8  Sequence analysis

In this chapter we we will consider several biological concepts that appear central to understand the manipulation of biological data.

We are also covering the transition of a biological (organic) information to digital bits.

We will explore some databases in which biological information is stored.

8.1 Biological information

Since the origin, organisms (or molecules) have been the result of different selective processes. An emergent property of successive iterations of survival/decease was the ability of molecules to keep a record of its past in a very stable manner, so that it will pass generation to generation.

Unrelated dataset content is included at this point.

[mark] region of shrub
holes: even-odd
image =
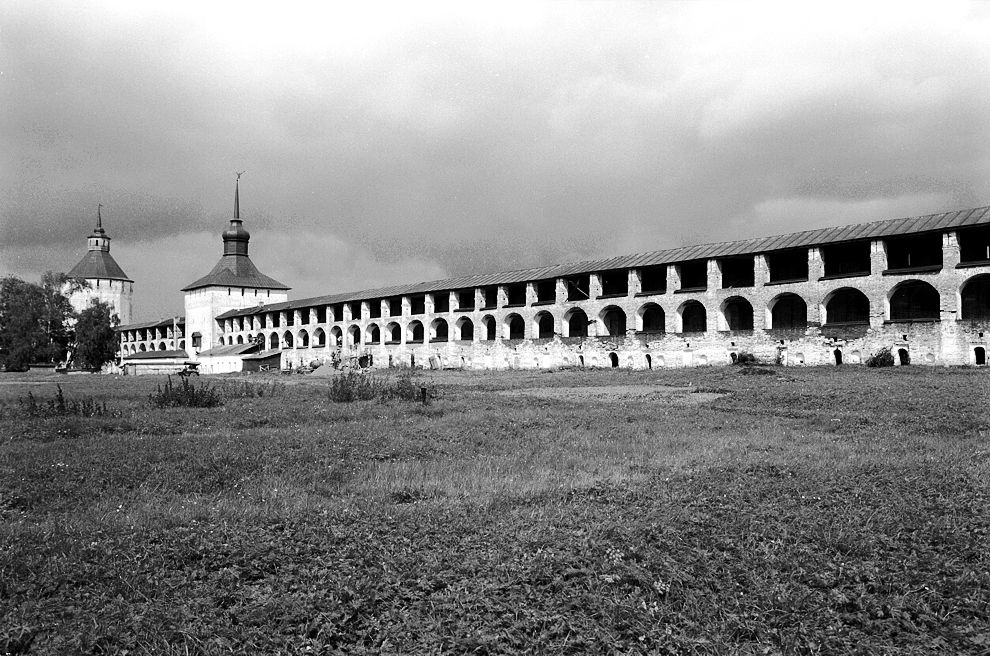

Although this might not be the first property or molecule to ever exist (see the :origin of life), the innovation of organisms to pack information of previous events became so advantageous that almost any form of living organism has this property: that is DNA.

Figure 8.1: The different scales of information packed in a biological fashion. Figure adapted from Meneely et al. (2017) book showing how DNA in a eukaryote is packaged with chromosomal proteins to form the much more compact chromatin. Chromatin is then folded into higher-order structures and eventually into the chromosome

Almost any living organism harbor DNA in a nucleus or chromosome, which is a very compacted structure that could be actually seen to naked eye in some species. It so arranged or condensed Fig. 8.1 that it is the result of multiple compacting strategies.

8.2 The duality of DNA

DNA is an organic molecule of :nucleic acids that is mainly build out of nitrogen-containing compounds (:nucleobases) or just bases.The four bases are adenine (A), cytosine (C), guanine (G) and (T) and they bind strictly as \(A=T\) and \(C\equiv{G}\) where each of the lines represents an hydrogen bond.

DNA nitrogenous bases of are arranged in a very compacted helix structure and too much can be understood from its molecular nature. It is of course governed by the physicochemical properties of the atoms, therefore DNA is a physicochemical entity. But those common bricks have also a very beautiful emergent property that comes out from their order (mainly), and that is to keep the instructions that build the organism from which it belongs. These instructions are nothing else than information, which also follow some informational rules. Then DNA is also an informational entity.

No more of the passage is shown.